With respect to the bone proteome of cholesteatoma-involved ossicles, the extensive number of changes mirrors the complexity of bone as an organ. Many of these changes relate to increased metabolic function, protein degradation, and inflammatory response and less so with structural components. A number of the proteins are constituents of the endoplasmic reticulum, which is abundant in osteoblasts for their synthetic function. Among the proteins with functional ontologic duties, Tenascin-X (TNXB), Serine protease inhibitor H1 (SERPINH1), and Neutrophil elastase (ELANE), are known factors in bone remodeling. TNXB, decreased in cholesteatoma-involved bone relative to normal ossicles and one of the proteins common to bone and soft tissue analyses, stabilizes extracellular matrix and collagen fibril formation; reduced TNXB is associated with abnormal collagen and elastin deposition and extracellular maturation [3234]. Whether altered TNXB levels in our study reflect a pathologic or reactive change to cholesteatoma remains to be seen. SERPINH1 is a serine protease inhibitor molecular chaperone with critical function in endochondral bone and cartilage formation [35]. Elevated SERPINH1 in cholesteatoma-involved ossicles suggests either increased bone remodeling or repair of the affected bones. This is also likely the scenario for our observation of increased ELANE in cholesteatoma-involved bone. Involved in innate cellular immune processes, ELANE also functions in Collagen VI breakdown and matrix metalloprotease activation [36]. As noted in the soft tissue analysis, proteins present at increased abundances in cholesteatoma-involved bone may also represent markers of residual disease. Cytoskeleton-associated protein 4 (CKAP4) primarily functions in skin development and maintenance [37], implying its presence in cholesteatoma-involved bone correlates with presence of invasive disease.
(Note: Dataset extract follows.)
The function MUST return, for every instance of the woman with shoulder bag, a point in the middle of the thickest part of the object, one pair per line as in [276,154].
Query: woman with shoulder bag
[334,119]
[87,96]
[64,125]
Limitations of our study center on the use of a large-scale proteomic approach to the identification of these altered protein abundances. We found several abundance differences between cholesteatoma matrix and skin compared to the difference between matrix and mucosa. This is challenging to explain but may represent an alteration in protein composition in epidermis as cholesteatoma matures. One possible reason for this is that the local environment in the middle ear is different from that of the exposed post-auricular region. Alternatively, dermal elements could be underrepresented or absent in cholesteatoma while they would not be present in mucosa since there is no appreciable submucosa in the middle ear. Yet another consideration is the inability to measure proteins present in very low abundances, since the peptide fragments from these proteins fail to reach detection thresholds due to the presence of peptides from highly expressed proteins. This remains a challenge to all proteomic studies, although mass spectrometry-based techniques have a wider dynamic range than traditional 2DGE [10, 38].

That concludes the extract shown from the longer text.